Все в этом суровом краю казалось нам необычным. Солнце, если всходило, то всходило не на востоке, а на юге, да там же вскорости и гасло. Как на другой планете. Воздух из прозрачного и сверкающего мог за какие-нибудь пять минут превратиться в сплошной туман. Когда мороз сменялся оттепелью, занудливо и долго моросил холодный въедливый дождь, перемежающийся снежными зарядами.
Поистине первобытными были ветры. Вырываясь из-за сопок, они налетали внезапно, словно из засады. Ложишься спать — тихо, а среди ночи просыпаешься от свирепого гула. Выйдешь потом на улицу — все перевернуто вверх тормашками.
В дни подготовки к ноябрьским праздникам над гарнизонным клубом офицеров был вывешен большой красочный плакат. Назавтра в скособоченной раме трепыхались лишь клочья истерзанного холста. Не выдержали напора буйной стихии даже жестяные щиты кинорекламы и наглядной агитации, закрепленные вдоль дорожек на трубчатых металлических стойках. Они торчали вкривь и вкось, словно их кто-то расшатал и повалил в разные стороны озорства ради.
Капитан Зайцев, увидев эту картину, сокрушенно почесал затылок:
— Эх, все надо заново. Причем срочно. Хорошо хоть окна не побило. А то за прошлую зиму ушло два лимита стекла. Два годовых лимита…
Больше недели экипажи находились в боевой готовности на аэродроме. Несмотря на ненастье, крылатые корабли стояли без чехлов, с заряженными пушками и подвешенными бомбами. Чтобы они могли по первому сигналу уйти в воздух, на них через каждые два-три часа прогревались моторы.
За эти дни мы разделались с зачетами и, как только боевой готовности был дан отбой, приступили к полетам на ПО-2. Летали, правда, урывками, но все же летали. Инструктором для нас, к нашему немалому смущению, майор Филатов назначил старшего лейтенанта Карпущенко. Ему и самому такое назначение было явно не по душе. Чертыхаясь, он обзывал ни в чем не повинный биплан механической дрянью и уверял, что именно на этом музейном экспонате Нестеров сделал первую в истории авиации мертвую петлю.
Коробчатый, четырехкрылый летательный аппарат, вероятно, и в самом деле был старше всех нас четверых, взятых вместе. Латаный-перелатаный, крашеный-перекрашеный и все равно облезлый, он фырчал, тарахтел, трещал, по-утиному переваливаясь при рулежке, и все в нем — от мотора до последней заклепки — тряслось и дребезжало. Казалось, он вот-вот содрогнется еще раз на очередной кочке и рассыплется.
Между тем старенький связной самолетик при всей своей неказистости характером обладал летучим. Азартно рокоча пятицилиндровым моторчиком, эта фанерная стрекоза почти с места, без разбега, взмывала ввысь и с явным удовольствием парила над угрюмыми сопками.

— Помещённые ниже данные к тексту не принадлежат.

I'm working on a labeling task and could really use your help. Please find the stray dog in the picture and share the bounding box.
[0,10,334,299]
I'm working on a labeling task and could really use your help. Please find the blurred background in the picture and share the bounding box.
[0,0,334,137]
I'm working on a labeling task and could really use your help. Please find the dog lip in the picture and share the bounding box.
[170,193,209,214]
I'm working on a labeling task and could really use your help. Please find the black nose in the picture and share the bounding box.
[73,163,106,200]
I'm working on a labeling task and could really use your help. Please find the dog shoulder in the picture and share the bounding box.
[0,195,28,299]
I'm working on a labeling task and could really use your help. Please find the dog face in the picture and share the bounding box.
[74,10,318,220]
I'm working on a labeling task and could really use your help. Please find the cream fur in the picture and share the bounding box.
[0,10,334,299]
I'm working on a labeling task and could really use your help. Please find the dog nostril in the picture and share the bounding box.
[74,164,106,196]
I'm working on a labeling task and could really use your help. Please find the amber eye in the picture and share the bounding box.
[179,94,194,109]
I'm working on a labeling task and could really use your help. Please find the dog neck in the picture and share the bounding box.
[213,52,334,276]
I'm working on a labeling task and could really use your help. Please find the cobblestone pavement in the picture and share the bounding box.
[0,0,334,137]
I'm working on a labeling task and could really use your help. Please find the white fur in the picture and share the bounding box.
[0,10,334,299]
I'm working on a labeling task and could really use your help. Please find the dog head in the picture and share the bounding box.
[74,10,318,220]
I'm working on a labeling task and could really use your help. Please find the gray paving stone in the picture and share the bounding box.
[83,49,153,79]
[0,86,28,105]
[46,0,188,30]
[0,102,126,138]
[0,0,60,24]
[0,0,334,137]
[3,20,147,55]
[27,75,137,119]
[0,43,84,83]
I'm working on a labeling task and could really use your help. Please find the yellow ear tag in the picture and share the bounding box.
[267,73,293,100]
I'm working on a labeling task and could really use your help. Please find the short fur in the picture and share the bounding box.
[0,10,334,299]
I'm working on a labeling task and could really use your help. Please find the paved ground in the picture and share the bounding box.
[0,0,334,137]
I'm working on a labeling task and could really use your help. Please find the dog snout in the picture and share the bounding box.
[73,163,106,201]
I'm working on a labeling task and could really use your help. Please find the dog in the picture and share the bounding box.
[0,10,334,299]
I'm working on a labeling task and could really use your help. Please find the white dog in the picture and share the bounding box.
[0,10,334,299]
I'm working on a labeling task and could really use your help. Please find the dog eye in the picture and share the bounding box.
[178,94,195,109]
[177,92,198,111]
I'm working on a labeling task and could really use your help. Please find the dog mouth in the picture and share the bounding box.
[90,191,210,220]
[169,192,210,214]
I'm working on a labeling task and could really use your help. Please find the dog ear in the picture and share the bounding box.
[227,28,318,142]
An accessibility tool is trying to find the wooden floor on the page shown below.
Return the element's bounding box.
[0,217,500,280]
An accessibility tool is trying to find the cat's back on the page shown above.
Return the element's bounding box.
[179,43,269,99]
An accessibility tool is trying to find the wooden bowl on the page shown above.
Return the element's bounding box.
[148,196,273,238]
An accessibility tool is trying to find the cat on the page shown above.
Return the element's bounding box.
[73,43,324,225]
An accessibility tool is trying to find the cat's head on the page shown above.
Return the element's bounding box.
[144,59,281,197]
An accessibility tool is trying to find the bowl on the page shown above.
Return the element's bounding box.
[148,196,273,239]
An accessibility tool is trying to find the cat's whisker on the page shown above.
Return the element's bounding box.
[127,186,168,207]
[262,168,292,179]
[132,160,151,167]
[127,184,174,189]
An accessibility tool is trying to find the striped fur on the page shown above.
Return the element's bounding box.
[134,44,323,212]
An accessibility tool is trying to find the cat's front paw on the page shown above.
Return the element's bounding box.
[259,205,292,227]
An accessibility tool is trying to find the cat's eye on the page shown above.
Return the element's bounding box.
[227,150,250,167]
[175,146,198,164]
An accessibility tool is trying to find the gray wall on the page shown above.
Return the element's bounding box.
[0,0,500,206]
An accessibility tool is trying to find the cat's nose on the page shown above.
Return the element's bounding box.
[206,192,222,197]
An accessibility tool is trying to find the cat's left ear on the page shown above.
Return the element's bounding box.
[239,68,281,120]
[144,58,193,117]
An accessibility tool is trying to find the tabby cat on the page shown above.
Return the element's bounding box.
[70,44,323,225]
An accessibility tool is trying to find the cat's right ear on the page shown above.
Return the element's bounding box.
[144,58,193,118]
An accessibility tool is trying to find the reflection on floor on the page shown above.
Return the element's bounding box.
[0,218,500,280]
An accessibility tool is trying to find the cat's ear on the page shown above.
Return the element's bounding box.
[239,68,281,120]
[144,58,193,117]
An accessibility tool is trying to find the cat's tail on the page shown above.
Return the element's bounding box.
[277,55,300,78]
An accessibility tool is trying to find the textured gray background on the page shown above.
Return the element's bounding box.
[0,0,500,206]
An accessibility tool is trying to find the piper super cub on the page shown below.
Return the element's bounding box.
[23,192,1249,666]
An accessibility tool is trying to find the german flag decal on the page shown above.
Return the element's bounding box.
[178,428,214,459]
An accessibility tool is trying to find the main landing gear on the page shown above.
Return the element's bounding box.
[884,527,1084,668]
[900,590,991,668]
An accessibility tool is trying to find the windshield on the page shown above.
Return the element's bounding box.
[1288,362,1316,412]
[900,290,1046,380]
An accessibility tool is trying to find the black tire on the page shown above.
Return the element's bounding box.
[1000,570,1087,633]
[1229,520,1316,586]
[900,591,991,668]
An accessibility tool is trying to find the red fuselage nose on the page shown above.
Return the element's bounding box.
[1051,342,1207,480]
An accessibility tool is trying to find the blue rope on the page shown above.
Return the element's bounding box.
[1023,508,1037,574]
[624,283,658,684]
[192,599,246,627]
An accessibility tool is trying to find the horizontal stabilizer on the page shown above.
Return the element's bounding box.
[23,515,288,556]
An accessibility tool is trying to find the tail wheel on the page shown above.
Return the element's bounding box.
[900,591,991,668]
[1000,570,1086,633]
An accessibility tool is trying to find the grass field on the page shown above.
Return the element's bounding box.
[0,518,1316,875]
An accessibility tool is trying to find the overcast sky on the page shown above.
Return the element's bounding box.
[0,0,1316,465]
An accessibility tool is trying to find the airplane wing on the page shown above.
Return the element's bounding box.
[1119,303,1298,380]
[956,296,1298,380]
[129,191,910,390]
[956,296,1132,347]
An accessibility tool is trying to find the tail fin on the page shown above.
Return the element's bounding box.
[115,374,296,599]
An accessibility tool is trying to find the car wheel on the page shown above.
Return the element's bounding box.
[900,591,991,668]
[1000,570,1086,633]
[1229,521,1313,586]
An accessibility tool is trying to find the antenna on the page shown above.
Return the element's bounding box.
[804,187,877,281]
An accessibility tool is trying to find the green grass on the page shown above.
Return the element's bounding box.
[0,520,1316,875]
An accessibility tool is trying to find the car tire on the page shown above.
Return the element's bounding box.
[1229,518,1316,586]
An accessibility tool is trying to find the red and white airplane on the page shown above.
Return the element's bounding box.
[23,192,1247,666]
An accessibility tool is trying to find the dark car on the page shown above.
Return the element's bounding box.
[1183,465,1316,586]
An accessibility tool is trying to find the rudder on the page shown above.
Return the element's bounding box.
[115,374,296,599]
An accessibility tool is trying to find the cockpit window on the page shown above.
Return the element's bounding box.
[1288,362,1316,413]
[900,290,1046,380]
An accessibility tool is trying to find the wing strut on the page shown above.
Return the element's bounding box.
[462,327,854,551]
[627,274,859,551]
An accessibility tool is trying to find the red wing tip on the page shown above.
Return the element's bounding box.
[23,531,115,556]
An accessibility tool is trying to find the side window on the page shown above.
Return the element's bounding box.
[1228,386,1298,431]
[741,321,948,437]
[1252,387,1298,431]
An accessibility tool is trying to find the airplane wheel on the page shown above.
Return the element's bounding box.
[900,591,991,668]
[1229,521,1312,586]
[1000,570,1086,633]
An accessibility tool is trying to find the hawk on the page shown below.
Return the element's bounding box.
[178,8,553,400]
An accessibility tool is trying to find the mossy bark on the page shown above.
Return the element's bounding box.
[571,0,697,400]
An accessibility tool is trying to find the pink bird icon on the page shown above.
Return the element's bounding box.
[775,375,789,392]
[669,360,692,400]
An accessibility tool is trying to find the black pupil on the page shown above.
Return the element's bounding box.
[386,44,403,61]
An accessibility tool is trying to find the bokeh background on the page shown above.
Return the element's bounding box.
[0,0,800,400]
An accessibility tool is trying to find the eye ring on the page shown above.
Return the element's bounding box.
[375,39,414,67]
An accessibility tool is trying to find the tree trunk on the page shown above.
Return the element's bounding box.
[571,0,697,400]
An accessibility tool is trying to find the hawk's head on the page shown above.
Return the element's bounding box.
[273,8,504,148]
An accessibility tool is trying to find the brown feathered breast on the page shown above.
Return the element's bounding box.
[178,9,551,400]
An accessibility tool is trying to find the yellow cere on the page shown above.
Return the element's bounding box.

Одно было плохо: открытая, без остекления, кабина. В нее неистово задували все арктические циклоны и антициклоны. Перед вылетом я облачался в меховое летное обмундирование, натягивал теплые перчатки с крагами и собачьи унты. Но и холод был собачий. Находя лазейки, под мои полярные одежки просачивались до невозможности противные струйки ледяного, прямо-таки космического сквозняка.
Однажды я не выдержал и, спасаясь от завихрений, поднял цигейковый воротник. Мама родная, что тут началось! Встречный поток в тот же момент сграбастал меня за шкирку и принялся тормошить с таким остервенением, будто хотел напрочь оторвать голову.
Я и так, я и сяк — ни в какую. Дурацкое положение! Правой рукой надо держать руль, а одной левой ну ничегошеньки не сделать. Словно крылья вырывающейся птицы, концы воротника злорадно хлестали меня по лицу и по глазам, мешая следить за положением самолета. А самолет — он хотя и самолет, да сам летать не может, его нужно пилотировать. Тем паче что совсем неподалеку внизу — вершины усыпанных валунами сопок. Тут гляди в оба, зри в три. Зацепишь — гвозданешься будь здоров.
Вдруг на плечи мне легли чьи-то руки. Забывшись, я от неожиданности вздрогнул. Что такое? Кто? Откуда?.. Ах, да, в задней кабине — Карпущенко. Но он Же пристегнут привязными ремнями, ему до меня не Дотянуться.
Я оглянулся и ощутил в груди толчок знобкого, почти восторженного испуга. Отстегнув привязные ремни, старший лейтенант встал под неистовым ветром в полный рост, наклонился через козырек своей кабины и опустил мой трепыхающийся воротник. Да еще и поприжал к плечам, как бы успокаивая меня дружеским прикосновением.
А летели-то мы без парашютов. На четырехкрылом небесном драндулете парашюты не обязательны.
И самолетно-переговорного телефонного устройства в кабинах у нас не было. А кричать бесполезно: сквозь завывание встречного потока воздуха и рокот мотора друг друга не услышишь. Это и вынудило Карпущенко пойти на крайность.
Горячий мужик! Отчаюга. Ведь запросто мог кувырнуться за борт…
Теперь я готов был впредь простить ему любую резкость. Но чехвостить меня он не стал. После приземления я хотел сказать спасибо, но Карпущенко опередил:
— Замерз, едрена Матрена? — И, не ожидая ответа, жестко добавил: — Все, шабаш. Хватит нам на этой козявке людей смешить.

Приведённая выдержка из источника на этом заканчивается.